Nitekim ABD’nin Afganistan’da, Orta Doğu’da olduğundan daha hızlı çöküşü, Orta
Doğu’daki tökezlemesiyle alâkalıydı.
Şimdi
herkes ABD’nin Afganistan’da çöktüğünü ve itibarını yitirdiğini söylüyor
aslında. ABD’nin imajını çizen ve onun Orta Doğu’daki projelerini çökerterek
sonun başlangıcını hazırlayan ülke ise bizzat Türkiye idi.
Türkiye’nin
Kâbil Büyükelçiliğinde Taliban ile üç buçuk saatlik bir görüşme yapılmasının
ardından Kâbil’de DAEŞ’in bombalı saldırı gerçekleştirmesi, kargaları bile
güldürecek bir tezgâhtır! Hele saldırının akabinde ABD’nin DAEŞ’in Horasan
koluna hava harekâtı icra etmesi ve üst düzey sorumluları öldürdüğünü iddia
etmesi ise “şecaat arz ederken sirkatini söylemesi”nden başka bir şey değildir!
Biz
de merak ediyorduk “ABD, Suriye’de kamyonlara doldurduğu DAEŞ militanlarını ne
yaptı?” diye. Meğer Horasan’a taşımış. Bu keçe daha çok su götüreceğe benziyor.

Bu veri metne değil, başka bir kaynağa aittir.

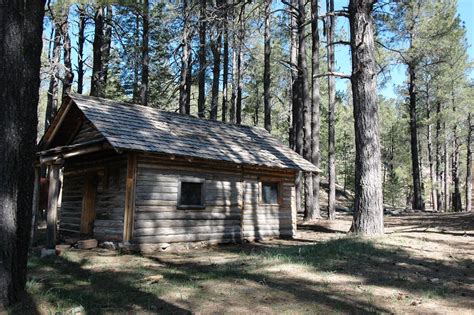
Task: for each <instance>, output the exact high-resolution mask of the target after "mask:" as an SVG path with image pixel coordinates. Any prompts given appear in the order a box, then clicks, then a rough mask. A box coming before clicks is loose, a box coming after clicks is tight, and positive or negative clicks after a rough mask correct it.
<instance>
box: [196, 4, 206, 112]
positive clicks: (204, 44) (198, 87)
mask: <svg viewBox="0 0 474 315" xmlns="http://www.w3.org/2000/svg"><path fill="white" fill-rule="evenodd" d="M206 2H207V0H200V1H199V3H200V11H199V12H200V13H199V74H198V89H199V90H198V116H199V117H200V118H204V116H205V111H206V67H207V65H206V26H207V23H206V20H207V17H206Z"/></svg>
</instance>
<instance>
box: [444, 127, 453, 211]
mask: <svg viewBox="0 0 474 315" xmlns="http://www.w3.org/2000/svg"><path fill="white" fill-rule="evenodd" d="M444 130H445V132H446V140H445V141H444V191H443V193H444V211H445V212H448V211H449V209H450V199H451V198H450V196H449V143H448V141H449V139H448V135H447V130H446V123H445V124H444Z"/></svg>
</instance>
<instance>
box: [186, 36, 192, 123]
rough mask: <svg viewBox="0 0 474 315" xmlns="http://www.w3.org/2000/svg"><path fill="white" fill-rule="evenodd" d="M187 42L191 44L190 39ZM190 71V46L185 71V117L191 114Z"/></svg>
mask: <svg viewBox="0 0 474 315" xmlns="http://www.w3.org/2000/svg"><path fill="white" fill-rule="evenodd" d="M191 36H192V35H191ZM189 42H191V38H190V39H189ZM192 71H193V56H192V54H191V46H190V48H189V58H188V71H187V75H186V107H185V113H186V114H187V115H190V114H191V85H192Z"/></svg>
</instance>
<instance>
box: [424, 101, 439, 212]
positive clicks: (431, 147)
mask: <svg viewBox="0 0 474 315" xmlns="http://www.w3.org/2000/svg"><path fill="white" fill-rule="evenodd" d="M427 113H428V120H430V115H431V109H430V105H429V104H428V112H427ZM431 127H432V125H431V123H428V126H427V133H426V141H427V143H428V163H429V165H430V182H431V206H432V207H433V211H435V212H437V211H438V201H437V195H436V185H437V184H436V176H435V170H434V163H433V141H432V131H431Z"/></svg>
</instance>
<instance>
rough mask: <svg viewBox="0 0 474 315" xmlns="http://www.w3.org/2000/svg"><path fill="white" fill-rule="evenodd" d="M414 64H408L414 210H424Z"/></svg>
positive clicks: (415, 76) (411, 151)
mask: <svg viewBox="0 0 474 315" xmlns="http://www.w3.org/2000/svg"><path fill="white" fill-rule="evenodd" d="M415 71H416V70H415V66H414V64H413V63H409V64H408V72H409V76H410V78H409V85H408V94H409V96H410V102H409V107H410V108H409V110H410V148H411V166H412V179H413V204H412V208H413V209H417V210H423V196H422V193H421V177H420V164H419V163H420V161H419V156H418V153H419V152H418V119H417V112H416V93H417V91H416V85H415V80H416V72H415Z"/></svg>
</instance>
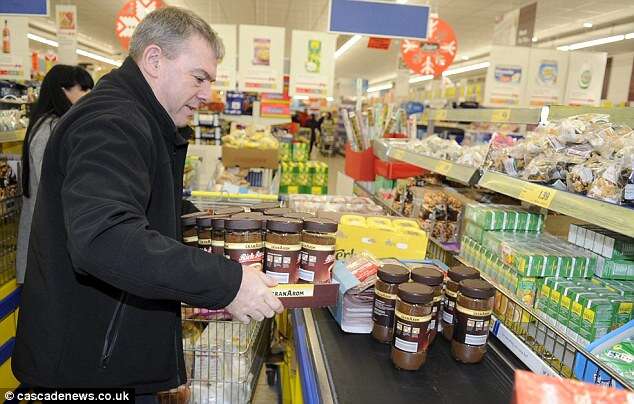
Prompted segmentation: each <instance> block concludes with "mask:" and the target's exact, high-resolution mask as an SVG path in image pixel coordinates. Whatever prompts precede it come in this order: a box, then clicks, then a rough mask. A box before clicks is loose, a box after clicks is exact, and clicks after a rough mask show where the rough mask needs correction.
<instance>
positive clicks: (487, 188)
mask: <svg viewBox="0 0 634 404" xmlns="http://www.w3.org/2000/svg"><path fill="white" fill-rule="evenodd" d="M478 185H480V186H481V187H483V188H487V189H490V190H492V191H495V192H499V193H501V194H504V195H508V196H510V197H513V198H516V199H519V200H522V201H525V202H528V203H532V204H535V205H538V206H541V207H543V208H547V209H550V210H553V211H555V212H559V213H562V214H564V215H568V216H572V217H574V218H577V219H580V220H584V221H586V222H589V223H592V224H596V225H598V226H601V227H604V228H606V229H609V230H613V231H615V232H618V233H620V234H624V235H626V236H629V237H634V209H630V208H626V207H623V206H619V205H614V204H611V203H607V202H602V201H598V200H595V199H592V198H588V197H586V196H583V195H578V194H573V193H570V192H566V191H560V190H556V189H554V188H551V187H548V186H545V185H539V184H534V183H530V182H527V181H523V180H520V179H518V178H514V177H511V176H508V175H505V174H501V173H495V172H490V171H486V172H485V173H484V174H483V175H482V178H480V181H479V182H478Z"/></svg>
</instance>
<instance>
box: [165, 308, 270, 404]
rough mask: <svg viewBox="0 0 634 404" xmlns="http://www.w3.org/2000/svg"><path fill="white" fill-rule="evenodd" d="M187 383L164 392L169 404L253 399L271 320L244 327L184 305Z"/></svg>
mask: <svg viewBox="0 0 634 404" xmlns="http://www.w3.org/2000/svg"><path fill="white" fill-rule="evenodd" d="M181 312H182V329H183V353H184V356H185V367H186V372H187V384H186V385H184V386H181V387H179V388H178V389H173V390H171V391H169V392H165V393H161V394H160V395H159V401H160V402H161V403H169V404H184V403H192V404H207V403H214V404H223V403H225V404H228V403H232V404H242V403H248V402H250V401H251V399H252V397H253V393H254V391H255V385H256V383H257V377H258V374H259V372H260V368H261V367H262V363H263V362H264V356H265V353H266V348H267V347H268V344H269V343H270V327H271V325H270V321H268V320H266V321H263V322H255V321H252V322H250V323H249V324H243V323H241V322H239V321H233V320H231V319H230V316H229V314H228V313H227V312H226V311H224V310H207V309H199V308H194V307H190V306H186V305H183V306H182V309H181Z"/></svg>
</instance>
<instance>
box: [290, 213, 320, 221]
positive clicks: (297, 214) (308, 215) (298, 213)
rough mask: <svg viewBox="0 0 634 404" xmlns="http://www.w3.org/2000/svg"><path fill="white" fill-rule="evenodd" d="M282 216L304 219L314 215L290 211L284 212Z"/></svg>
mask: <svg viewBox="0 0 634 404" xmlns="http://www.w3.org/2000/svg"><path fill="white" fill-rule="evenodd" d="M284 217H289V218H291V219H300V220H305V219H312V218H314V217H315V215H313V214H312V213H308V212H291V213H287V214H285V215H284Z"/></svg>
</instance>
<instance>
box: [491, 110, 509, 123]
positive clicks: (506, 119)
mask: <svg viewBox="0 0 634 404" xmlns="http://www.w3.org/2000/svg"><path fill="white" fill-rule="evenodd" d="M509 119H511V110H510V109H496V110H495V111H493V112H492V113H491V122H508V121H509Z"/></svg>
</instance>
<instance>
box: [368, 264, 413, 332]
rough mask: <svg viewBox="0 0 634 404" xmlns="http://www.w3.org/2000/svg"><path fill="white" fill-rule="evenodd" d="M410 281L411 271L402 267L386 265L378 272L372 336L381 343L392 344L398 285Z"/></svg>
mask: <svg viewBox="0 0 634 404" xmlns="http://www.w3.org/2000/svg"><path fill="white" fill-rule="evenodd" d="M407 281H409V270H408V269H407V268H405V267H402V266H400V265H394V264H385V265H383V266H382V267H381V268H379V270H378V272H377V280H376V283H375V284H374V304H373V307H372V321H373V322H374V325H373V327H372V336H373V337H374V339H376V340H377V341H379V342H382V343H390V342H392V339H393V338H394V308H395V307H396V294H397V291H398V285H400V284H401V283H404V282H407Z"/></svg>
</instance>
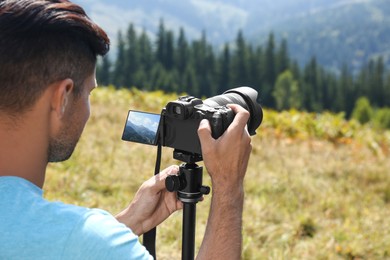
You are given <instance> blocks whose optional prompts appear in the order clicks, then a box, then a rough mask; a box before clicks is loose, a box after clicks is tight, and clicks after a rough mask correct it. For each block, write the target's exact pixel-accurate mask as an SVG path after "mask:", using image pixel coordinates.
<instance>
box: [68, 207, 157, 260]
mask: <svg viewBox="0 0 390 260" xmlns="http://www.w3.org/2000/svg"><path fill="white" fill-rule="evenodd" d="M61 258H63V259H119V260H120V259H137V260H138V259H145V260H146V259H148V260H149V259H153V257H152V256H150V254H149V252H148V251H147V250H146V249H145V247H144V246H142V245H141V243H140V242H139V240H138V236H137V235H135V234H134V233H133V232H132V231H131V230H130V229H129V228H128V227H126V226H125V225H124V224H122V223H120V222H118V221H117V220H116V219H115V218H114V217H113V216H112V215H111V214H109V213H108V212H105V211H102V210H97V209H91V210H89V211H88V212H87V213H86V214H85V215H84V218H83V219H82V220H81V221H79V223H78V224H77V225H76V226H75V227H74V229H73V231H72V232H71V234H70V235H69V239H68V241H67V244H66V246H65V248H64V251H63V254H62V257H61Z"/></svg>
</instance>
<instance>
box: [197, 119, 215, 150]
mask: <svg viewBox="0 0 390 260" xmlns="http://www.w3.org/2000/svg"><path fill="white" fill-rule="evenodd" d="M198 136H199V140H200V145H201V147H202V151H204V149H205V148H207V147H210V145H211V144H212V142H213V141H215V140H214V138H213V137H212V136H211V127H210V123H209V121H208V120H207V119H203V120H202V121H200V124H199V128H198Z"/></svg>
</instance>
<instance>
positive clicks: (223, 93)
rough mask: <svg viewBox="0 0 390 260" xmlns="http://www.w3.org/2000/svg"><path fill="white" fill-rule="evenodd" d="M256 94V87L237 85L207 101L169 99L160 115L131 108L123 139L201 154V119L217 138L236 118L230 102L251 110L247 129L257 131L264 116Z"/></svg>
mask: <svg viewBox="0 0 390 260" xmlns="http://www.w3.org/2000/svg"><path fill="white" fill-rule="evenodd" d="M257 98H258V93H257V91H256V90H254V89H253V88H250V87H238V88H234V89H230V90H228V91H226V92H224V93H223V94H222V95H218V96H215V97H211V98H208V99H206V100H204V101H203V100H201V99H199V98H195V97H193V96H182V97H179V98H178V99H177V100H175V101H171V102H169V103H168V104H167V105H166V107H165V108H163V109H162V112H161V115H158V114H151V113H145V112H139V111H134V110H130V111H129V114H128V117H127V122H126V124H125V129H124V131H123V135H122V139H123V140H125V141H134V142H141V143H147V144H151V145H157V144H160V145H162V146H167V147H171V148H174V149H175V150H177V151H181V152H183V153H185V154H192V155H195V156H198V157H201V154H202V150H201V145H200V141H199V138H198V133H197V131H198V127H199V123H200V121H201V120H202V119H207V120H209V122H210V126H211V132H212V137H213V138H215V139H217V138H219V137H220V136H221V135H222V134H223V133H224V132H225V130H226V129H227V128H228V127H229V125H230V124H231V123H232V122H233V120H234V116H235V114H234V112H233V110H232V109H230V108H229V107H228V106H227V104H238V105H240V106H242V107H243V108H245V109H246V110H248V111H249V113H250V118H249V120H248V124H247V126H248V132H249V134H250V135H254V134H256V129H257V128H258V127H259V126H260V124H261V122H262V119H263V111H262V108H261V106H260V104H259V103H258V102H257Z"/></svg>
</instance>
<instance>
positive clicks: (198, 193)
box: [165, 150, 210, 260]
mask: <svg viewBox="0 0 390 260" xmlns="http://www.w3.org/2000/svg"><path fill="white" fill-rule="evenodd" d="M173 157H174V158H175V159H177V160H180V161H183V162H184V163H183V164H181V165H180V167H179V175H177V176H176V175H171V176H168V177H167V178H166V179H165V186H166V188H167V190H168V191H170V192H174V191H176V192H177V198H178V199H179V200H180V201H181V202H183V236H182V237H183V240H182V259H185V260H187V259H194V248H195V223H196V203H198V202H199V201H200V200H201V199H202V197H203V195H207V194H209V193H210V187H207V186H203V185H202V179H203V176H202V171H203V167H202V166H198V165H197V164H196V162H199V161H202V156H201V155H198V154H193V153H187V152H183V151H180V150H174V152H173Z"/></svg>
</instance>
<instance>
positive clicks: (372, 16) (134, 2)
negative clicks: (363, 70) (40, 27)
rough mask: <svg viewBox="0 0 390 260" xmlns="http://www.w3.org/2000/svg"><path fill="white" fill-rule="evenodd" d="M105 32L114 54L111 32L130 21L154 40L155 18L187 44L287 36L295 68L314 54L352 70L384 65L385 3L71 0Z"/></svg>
mask: <svg viewBox="0 0 390 260" xmlns="http://www.w3.org/2000/svg"><path fill="white" fill-rule="evenodd" d="M75 2H77V3H80V4H81V5H83V6H84V7H85V8H86V10H87V11H88V13H89V14H90V16H91V17H92V18H93V19H94V20H96V21H97V22H98V23H99V24H101V25H102V26H103V28H104V29H106V30H107V31H108V33H109V35H110V37H111V38H112V42H113V52H112V53H116V50H115V48H116V41H117V37H116V35H117V32H118V31H119V30H122V31H125V30H126V29H127V27H128V25H129V24H130V23H133V24H134V25H135V27H136V28H137V30H138V31H142V30H146V31H147V32H148V33H149V35H150V36H155V35H156V33H157V29H158V24H159V21H160V19H164V21H165V24H166V26H167V28H168V29H170V30H173V31H174V32H176V34H178V31H179V28H180V27H183V28H184V29H185V31H186V35H187V36H188V38H189V39H190V40H193V39H198V38H200V37H201V33H202V31H205V32H206V34H207V38H208V40H209V41H210V42H212V43H213V44H214V46H216V47H217V48H219V46H221V45H222V44H223V43H226V42H233V41H234V39H235V37H236V35H237V32H238V30H240V29H242V30H243V32H244V35H245V36H246V37H248V38H249V39H251V41H253V43H254V44H255V45H257V44H260V43H263V42H264V41H265V39H266V38H267V36H268V34H269V33H270V32H271V31H272V32H274V33H275V34H276V35H278V36H279V37H286V38H288V42H289V44H290V46H289V49H290V53H291V55H292V56H293V57H294V58H295V59H297V60H298V61H299V62H300V63H301V64H303V63H305V62H307V61H308V60H309V59H310V58H311V56H313V55H316V56H317V57H318V60H319V62H320V64H322V65H324V66H325V67H329V68H332V69H334V70H338V69H340V67H341V65H342V64H343V63H347V64H348V65H350V66H351V67H352V68H353V69H354V70H355V69H358V68H360V67H361V66H362V65H363V64H364V63H365V62H367V60H369V59H370V58H373V57H377V56H378V55H383V56H385V60H386V63H387V65H389V62H390V51H389V50H390V40H389V37H390V17H389V16H388V15H387V14H388V13H389V12H390V3H389V2H388V1H387V0H364V1H363V0H349V1H344V0H332V1H325V0H317V1H309V2H308V1H304V0H298V1H288V0H274V1H262V2H261V3H260V4H259V3H258V2H257V1H251V0H241V1H237V0H228V1H206V0H197V1H195V0H185V1H178V0H156V1H151V0H147V1H121V0H110V1H108V0H76V1H75Z"/></svg>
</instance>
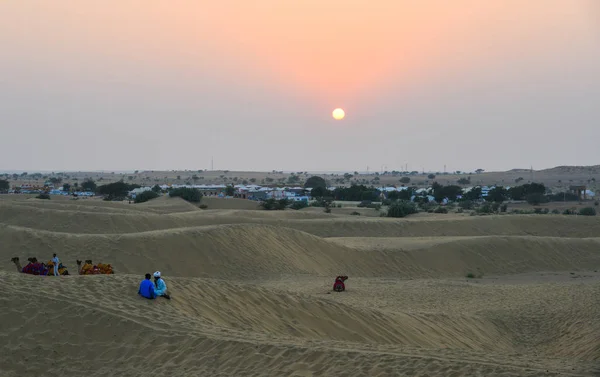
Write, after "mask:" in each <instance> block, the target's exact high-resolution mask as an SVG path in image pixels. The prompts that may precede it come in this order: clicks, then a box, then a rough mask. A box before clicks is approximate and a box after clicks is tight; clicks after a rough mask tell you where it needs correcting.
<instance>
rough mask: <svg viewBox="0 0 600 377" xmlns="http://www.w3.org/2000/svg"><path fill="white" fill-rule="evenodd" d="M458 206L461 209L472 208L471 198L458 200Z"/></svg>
mask: <svg viewBox="0 0 600 377" xmlns="http://www.w3.org/2000/svg"><path fill="white" fill-rule="evenodd" d="M458 206H459V207H460V208H462V209H473V206H474V205H473V201H471V200H463V201H462V202H458Z"/></svg>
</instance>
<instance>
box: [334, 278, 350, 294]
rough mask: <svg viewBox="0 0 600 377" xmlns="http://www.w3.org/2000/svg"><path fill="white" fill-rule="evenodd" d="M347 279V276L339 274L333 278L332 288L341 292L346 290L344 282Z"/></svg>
mask: <svg viewBox="0 0 600 377" xmlns="http://www.w3.org/2000/svg"><path fill="white" fill-rule="evenodd" d="M346 280H348V276H346V275H339V276H338V277H336V278H335V282H334V283H333V290H334V291H336V292H343V291H345V290H346V284H344V282H345V281H346Z"/></svg>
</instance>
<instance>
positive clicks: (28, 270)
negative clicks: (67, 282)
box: [11, 254, 69, 276]
mask: <svg viewBox="0 0 600 377" xmlns="http://www.w3.org/2000/svg"><path fill="white" fill-rule="evenodd" d="M11 261H12V262H13V263H14V264H15V265H16V266H17V271H19V272H21V273H24V274H29V275H41V276H48V275H50V276H52V275H53V276H60V275H68V274H69V271H68V270H67V267H65V266H64V265H63V264H62V263H61V262H60V260H59V259H58V257H57V256H56V254H54V255H53V256H52V259H51V260H49V261H48V263H44V262H39V261H38V259H37V258H36V257H31V258H27V261H28V262H29V263H27V265H25V267H21V263H20V262H19V258H18V257H14V258H12V259H11Z"/></svg>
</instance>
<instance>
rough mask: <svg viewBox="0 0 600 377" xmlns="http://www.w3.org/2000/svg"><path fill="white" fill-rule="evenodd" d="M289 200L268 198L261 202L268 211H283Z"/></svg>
mask: <svg viewBox="0 0 600 377" xmlns="http://www.w3.org/2000/svg"><path fill="white" fill-rule="evenodd" d="M288 204H289V201H288V200H287V199H279V200H277V199H273V198H271V199H267V200H265V201H264V202H261V203H260V206H261V207H263V208H264V209H265V210H267V211H282V210H284V209H285V207H287V206H288Z"/></svg>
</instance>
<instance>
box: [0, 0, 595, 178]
mask: <svg viewBox="0 0 600 377" xmlns="http://www.w3.org/2000/svg"><path fill="white" fill-rule="evenodd" d="M335 107H342V108H344V109H345V110H346V118H345V119H344V120H343V121H334V120H333V119H332V117H331V111H332V110H333V109H334V108H335ZM0 135H1V140H2V143H1V144H2V149H1V152H0V155H1V156H2V158H1V159H0V170H6V169H15V170H16V169H24V170H28V171H34V170H56V171H59V170H126V169H140V170H141V169H157V170H158V169H204V168H210V161H211V156H214V161H215V169H229V170H272V169H276V170H309V171H310V170H313V171H314V170H365V169H366V167H367V166H369V167H370V169H371V170H379V169H381V166H382V165H386V166H387V169H388V170H401V169H402V167H403V166H404V165H405V164H408V167H409V169H410V170H421V169H422V168H424V169H425V170H443V167H444V164H446V165H447V169H448V170H449V171H450V170H474V169H476V168H484V169H486V170H504V169H511V168H516V167H526V168H528V167H529V166H531V165H533V167H534V169H541V168H546V167H552V166H556V165H571V164H573V165H588V164H598V163H600V148H599V146H600V143H599V138H600V1H598V0H486V1H482V0H453V1H448V0H419V1H413V0H405V1H404V0H377V1H366V0H327V1H323V0H285V1H284V0H256V1H249V0H218V1H208V0H143V1H142V0H114V1H111V0H103V1H100V0H86V1H82V0H52V1H48V0H1V1H0Z"/></svg>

Ama ABD’yi bekleyen gerçek şudur: Bir terör örgütü kuluçkasına dönüşmüş olan
ABD’nin dağılması da bu örgütler eliyle olacaktır. Peki, ABD’nin çökmesine yol
açan bu bölgelerde kim bayrak kaldıracaktır? Elbette Türkiye!
Siz,
Irak’a TB-2 ve diğer silah sistemlerinin satılma anlaşmasını patates ticareti
mi sanıyorsunuz? Ya Türkiye’nin Kâbil’deki askerlerini çekerken Özel Harekât Birliklerini
orada tutmasına ve tam teçhizatlı operasyonel bir birliğini de Pakistan
İslamabad’da teyakkuzda bulundurmasına ne diyorsunuz?
Bendeniz,
“Devlet böyle olur!” diyorum.
Vesselâm...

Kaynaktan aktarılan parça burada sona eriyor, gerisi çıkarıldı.